This Court permitted the parties to file supplemental briefs in light of Graves which was decided shortly after oral argument was held in this case.
{¶ 31} Nonetheless, we find that the trial court was correct in granting summary judgment, as Plaintiff failed to establish a duty owed by Defendants to the Plaintiff or the decedent. As the Supreme Court stated in Graves, repudiation of the public duty rule "`does not automatically open the floodgates to excessive governmental liability.' The absence of the public-duty rule will not automatically result in the creation of new duties and new causes of action. Id. Claimants who seek recovery in actions such as the present one based on purely statutory violations must still establish that the statute in question provides for a private right of action.

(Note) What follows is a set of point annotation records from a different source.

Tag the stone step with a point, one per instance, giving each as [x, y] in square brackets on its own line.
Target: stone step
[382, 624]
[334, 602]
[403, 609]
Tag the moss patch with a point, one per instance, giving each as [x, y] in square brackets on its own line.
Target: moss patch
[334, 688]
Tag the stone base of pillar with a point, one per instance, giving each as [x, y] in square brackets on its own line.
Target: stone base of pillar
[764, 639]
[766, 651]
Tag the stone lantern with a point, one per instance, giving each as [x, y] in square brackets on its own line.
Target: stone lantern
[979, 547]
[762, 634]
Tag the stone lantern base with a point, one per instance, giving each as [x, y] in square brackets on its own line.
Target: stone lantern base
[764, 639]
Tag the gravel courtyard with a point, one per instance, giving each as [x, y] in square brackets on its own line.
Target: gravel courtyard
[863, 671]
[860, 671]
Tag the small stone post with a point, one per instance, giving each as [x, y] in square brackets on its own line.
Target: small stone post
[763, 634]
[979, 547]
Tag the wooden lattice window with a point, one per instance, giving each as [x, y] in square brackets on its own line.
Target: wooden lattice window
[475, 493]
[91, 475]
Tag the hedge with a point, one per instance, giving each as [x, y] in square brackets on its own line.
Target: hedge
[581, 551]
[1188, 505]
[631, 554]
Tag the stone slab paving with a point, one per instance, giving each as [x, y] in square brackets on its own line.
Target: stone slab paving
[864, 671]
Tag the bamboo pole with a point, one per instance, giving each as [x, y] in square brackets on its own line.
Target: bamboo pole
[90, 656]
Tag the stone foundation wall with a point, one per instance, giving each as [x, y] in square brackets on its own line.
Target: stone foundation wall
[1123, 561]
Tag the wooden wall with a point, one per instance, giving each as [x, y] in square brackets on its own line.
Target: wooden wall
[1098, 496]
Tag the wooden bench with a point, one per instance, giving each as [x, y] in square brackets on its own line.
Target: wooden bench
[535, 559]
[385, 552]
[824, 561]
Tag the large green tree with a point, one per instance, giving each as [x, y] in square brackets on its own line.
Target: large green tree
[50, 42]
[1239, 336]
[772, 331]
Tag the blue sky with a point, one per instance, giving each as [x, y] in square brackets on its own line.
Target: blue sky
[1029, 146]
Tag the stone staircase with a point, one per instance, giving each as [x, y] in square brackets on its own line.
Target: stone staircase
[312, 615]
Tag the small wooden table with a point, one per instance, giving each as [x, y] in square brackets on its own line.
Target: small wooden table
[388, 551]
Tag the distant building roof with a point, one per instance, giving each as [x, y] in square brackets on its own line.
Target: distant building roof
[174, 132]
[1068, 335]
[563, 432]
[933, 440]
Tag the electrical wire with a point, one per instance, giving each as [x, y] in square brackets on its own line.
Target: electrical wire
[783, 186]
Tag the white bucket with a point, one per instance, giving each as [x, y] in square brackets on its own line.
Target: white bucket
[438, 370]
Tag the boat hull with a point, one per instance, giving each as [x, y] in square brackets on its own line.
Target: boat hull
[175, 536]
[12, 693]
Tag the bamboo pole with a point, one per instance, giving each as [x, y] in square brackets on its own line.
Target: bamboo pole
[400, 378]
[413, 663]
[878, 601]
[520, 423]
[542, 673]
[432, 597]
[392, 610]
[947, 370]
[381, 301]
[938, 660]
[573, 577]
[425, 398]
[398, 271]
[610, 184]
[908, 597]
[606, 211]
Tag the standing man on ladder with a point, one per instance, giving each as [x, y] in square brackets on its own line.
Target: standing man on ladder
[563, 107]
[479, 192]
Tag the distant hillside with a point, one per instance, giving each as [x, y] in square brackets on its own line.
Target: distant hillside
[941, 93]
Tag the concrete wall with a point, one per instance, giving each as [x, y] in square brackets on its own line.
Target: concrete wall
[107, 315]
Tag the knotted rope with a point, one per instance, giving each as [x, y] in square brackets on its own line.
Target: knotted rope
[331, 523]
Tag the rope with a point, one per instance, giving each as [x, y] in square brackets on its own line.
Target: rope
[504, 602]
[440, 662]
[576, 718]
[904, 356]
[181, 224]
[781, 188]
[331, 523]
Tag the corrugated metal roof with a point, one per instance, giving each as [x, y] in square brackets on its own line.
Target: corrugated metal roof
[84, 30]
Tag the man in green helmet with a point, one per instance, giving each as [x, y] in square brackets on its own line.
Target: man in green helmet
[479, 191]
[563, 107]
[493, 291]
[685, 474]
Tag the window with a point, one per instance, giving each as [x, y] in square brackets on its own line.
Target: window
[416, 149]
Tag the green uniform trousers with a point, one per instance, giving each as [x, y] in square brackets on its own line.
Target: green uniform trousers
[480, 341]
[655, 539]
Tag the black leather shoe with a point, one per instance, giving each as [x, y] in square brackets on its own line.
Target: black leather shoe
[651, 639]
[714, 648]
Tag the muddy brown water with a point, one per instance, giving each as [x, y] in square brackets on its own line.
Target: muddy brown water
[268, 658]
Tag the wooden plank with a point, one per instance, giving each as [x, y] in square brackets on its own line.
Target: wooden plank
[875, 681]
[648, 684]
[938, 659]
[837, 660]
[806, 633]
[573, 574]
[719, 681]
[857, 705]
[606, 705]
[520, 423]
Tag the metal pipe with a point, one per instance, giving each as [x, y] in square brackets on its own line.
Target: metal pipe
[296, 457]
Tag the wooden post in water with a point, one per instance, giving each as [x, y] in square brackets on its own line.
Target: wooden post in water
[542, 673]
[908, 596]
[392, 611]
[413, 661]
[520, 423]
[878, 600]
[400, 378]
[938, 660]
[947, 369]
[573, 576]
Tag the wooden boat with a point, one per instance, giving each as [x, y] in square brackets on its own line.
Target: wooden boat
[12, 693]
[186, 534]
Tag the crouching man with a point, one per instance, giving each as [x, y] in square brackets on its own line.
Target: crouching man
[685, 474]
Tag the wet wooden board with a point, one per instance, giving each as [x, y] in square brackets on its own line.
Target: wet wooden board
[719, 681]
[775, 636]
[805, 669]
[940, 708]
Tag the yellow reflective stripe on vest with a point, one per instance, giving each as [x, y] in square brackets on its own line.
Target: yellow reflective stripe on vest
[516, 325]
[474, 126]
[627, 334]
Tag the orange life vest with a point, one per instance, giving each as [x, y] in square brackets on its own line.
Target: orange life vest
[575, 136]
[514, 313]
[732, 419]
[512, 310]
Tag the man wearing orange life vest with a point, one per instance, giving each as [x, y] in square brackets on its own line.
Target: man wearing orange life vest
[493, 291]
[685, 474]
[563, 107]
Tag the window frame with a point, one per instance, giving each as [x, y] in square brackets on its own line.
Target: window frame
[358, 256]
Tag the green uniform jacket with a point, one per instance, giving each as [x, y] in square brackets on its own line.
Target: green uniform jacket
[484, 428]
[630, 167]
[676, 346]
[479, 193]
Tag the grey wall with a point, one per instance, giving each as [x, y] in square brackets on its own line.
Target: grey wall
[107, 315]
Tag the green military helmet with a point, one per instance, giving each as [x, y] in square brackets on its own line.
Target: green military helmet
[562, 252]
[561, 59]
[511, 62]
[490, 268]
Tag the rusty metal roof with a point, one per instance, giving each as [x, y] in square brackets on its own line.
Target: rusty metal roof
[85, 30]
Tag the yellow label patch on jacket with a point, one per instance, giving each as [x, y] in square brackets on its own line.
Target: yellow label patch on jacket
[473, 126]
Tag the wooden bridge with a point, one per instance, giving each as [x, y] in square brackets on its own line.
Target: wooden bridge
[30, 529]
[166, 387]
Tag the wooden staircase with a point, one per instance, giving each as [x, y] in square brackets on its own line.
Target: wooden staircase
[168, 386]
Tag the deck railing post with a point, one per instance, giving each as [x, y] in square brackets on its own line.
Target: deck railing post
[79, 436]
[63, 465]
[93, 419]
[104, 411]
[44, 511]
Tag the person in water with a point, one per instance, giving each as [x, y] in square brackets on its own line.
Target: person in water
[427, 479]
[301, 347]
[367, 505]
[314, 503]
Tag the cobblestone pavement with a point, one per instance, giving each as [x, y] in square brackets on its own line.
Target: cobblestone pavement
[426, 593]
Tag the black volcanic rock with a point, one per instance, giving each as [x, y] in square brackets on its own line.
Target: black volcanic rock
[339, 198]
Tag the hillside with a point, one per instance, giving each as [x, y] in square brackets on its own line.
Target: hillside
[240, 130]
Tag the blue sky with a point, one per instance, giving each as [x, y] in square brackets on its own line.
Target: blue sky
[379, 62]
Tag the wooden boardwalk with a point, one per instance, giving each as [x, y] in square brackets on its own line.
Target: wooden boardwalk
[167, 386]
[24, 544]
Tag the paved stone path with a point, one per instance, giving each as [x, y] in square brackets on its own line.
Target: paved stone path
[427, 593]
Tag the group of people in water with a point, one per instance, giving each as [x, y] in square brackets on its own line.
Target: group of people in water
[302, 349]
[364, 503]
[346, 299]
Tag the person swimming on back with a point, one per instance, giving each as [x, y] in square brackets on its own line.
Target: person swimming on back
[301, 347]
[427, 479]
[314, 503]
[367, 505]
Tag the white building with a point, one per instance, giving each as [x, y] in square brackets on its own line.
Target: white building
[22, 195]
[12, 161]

{¶ 32} "By way of example, in the present case, the estate must demonstrate that recovery is permissible against the officers for violating either R.C. 4507.38 or R.C. 4511.195. In other words, even though the public-duty rule does not repudiate the existence of a duty, the estate nevertheless has the burden of establishing that the officers owed Graves an actionable duty under R.C. 4507.38 and/or R.C. 4511.195. If a claimant cannot establish the existence of a duty, the political subdivision's employee is insulated from liability even in the face of allegations of wanton and reckless conduct. We believe that the public-policy objectives in adopting the public-duty rule remain safeguarded in the wake of this court's ruling." Graves, supra, at ¶¶ 24-25.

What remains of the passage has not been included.